Ma cambia davvero qualcosa?
“Intanto ci vorrà del tempo perché la direttiva sia recepita e poi si dovrà capire come lo sarà dai singoli Stati. È anche possibile che fino ad allora i colossi del web siano diventati loro stessi degli editori, in grado di generare e pubblicare da soli le notizie. Oppure avranno negoziato un equo compenso con gli editori, che hanno tutto l’interesse a far circolare i propri contenuti in rete” spiega il legale. “Realisticamente io penso che non cambierà quasi nulla per gli utenti.
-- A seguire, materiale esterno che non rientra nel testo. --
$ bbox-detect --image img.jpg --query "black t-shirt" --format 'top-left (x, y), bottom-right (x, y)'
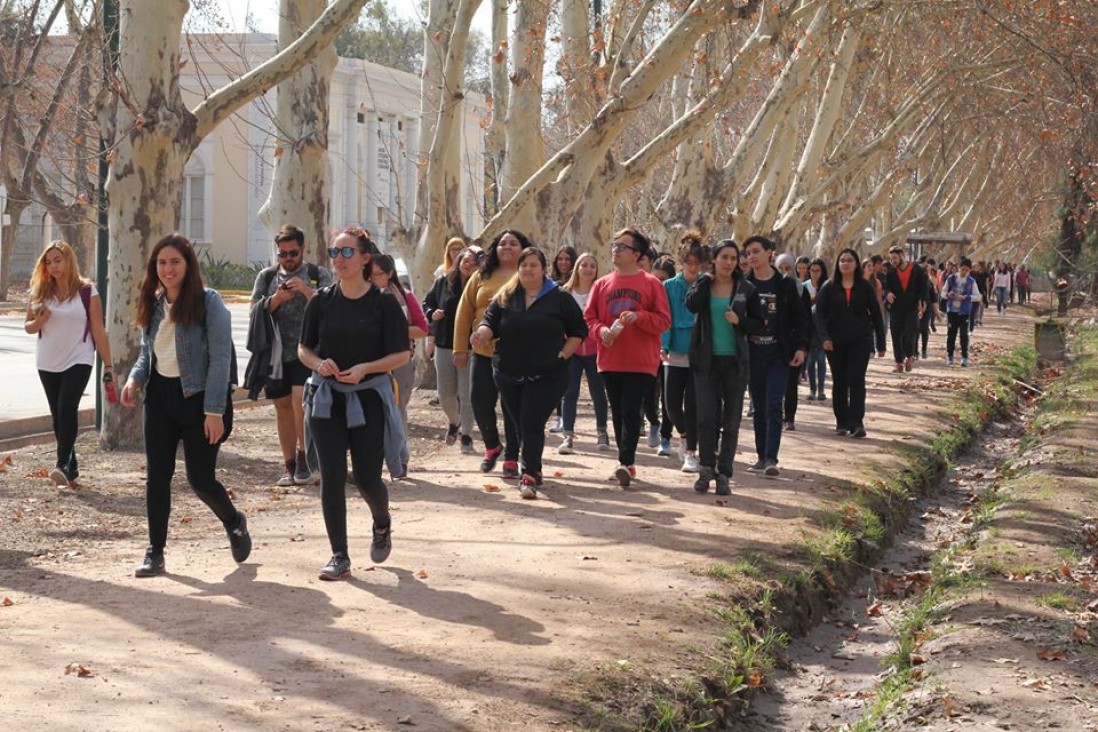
top-left (301, 284), bottom-right (408, 370)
Certo, non si potrà fare copia-incolla di un articolo, ma questo è vietato anche ora. I social potranno accettare, invece, i cosiddetti snippet, i riassunti o titoli degli articoli stessi e il lettore medio ne leggerà la sintesi. Ma già oggi si sa che è difficile che sul web si leggano interamente i testi” dice l’esperta.
“Di fatto il vero cambiamento sarà nei tempi: in pratica, così come accade già adesso se ad esempio si pubblicano puntate di trasmissioni tv o telefilm o canzoni coperte dal copyright, in futuro si dovrebbe procedere alla loro rimozione in tempi molto più rapidi. Ai provider si chiede il massimo sforzo possibile, non di inserire filtri preventivi, e quindi di intervenire tempestivamente in caso di diffida. Insomma, è soprattutto un segnale culturale che si vuole dare ai colossi del web, anche se si rischia un mondo a due velocità: come per la legge sulla privacy, in Europa si applicano norme che non vigono nel resto del mondo” spiega il legale.
I dubbi
“Il vero problema è che sui social network tutti ormai scrivono tutto, facendo copia e incolla, o download di video, canzoni, libri, foto di infografiche e di qualsiasi contenuto altrui che ritengano interessante, senza chiedersi se sia giusto o no, ma solo per avere visibilità. Non c’è una cultura sul copyright, la gente non ha idea che non si può prendere un giornale e copiarne un contenuto pari pari” avverte Andrea Albanese, social media manager. “C’è poi un altro aspetto critico: una volta postato, il contenuto diventa di proprietà della piattaforma, per sempre, quindi la normativa non risolve del tutto una situazione da far west. È un po’ come nel film in cui Totò pretendeva di vendere la fontana di Trevi” dice Albanese, riferendosi al fatto che i provider guadagnano con le pubblicità generate dai contenuti postati.
Un ultimo aspetto riguarda il fatto che i social network e in particolare Facebook non sono testate registrate e non sono responsabili di ciò che una persona scrive. Insomma, la direttiva, che comunque dovrà essere recepita e non si sa ancora come, non risolve un problema che riguarda 3,5 miliardi di persone nel mondo” conclude Albanese.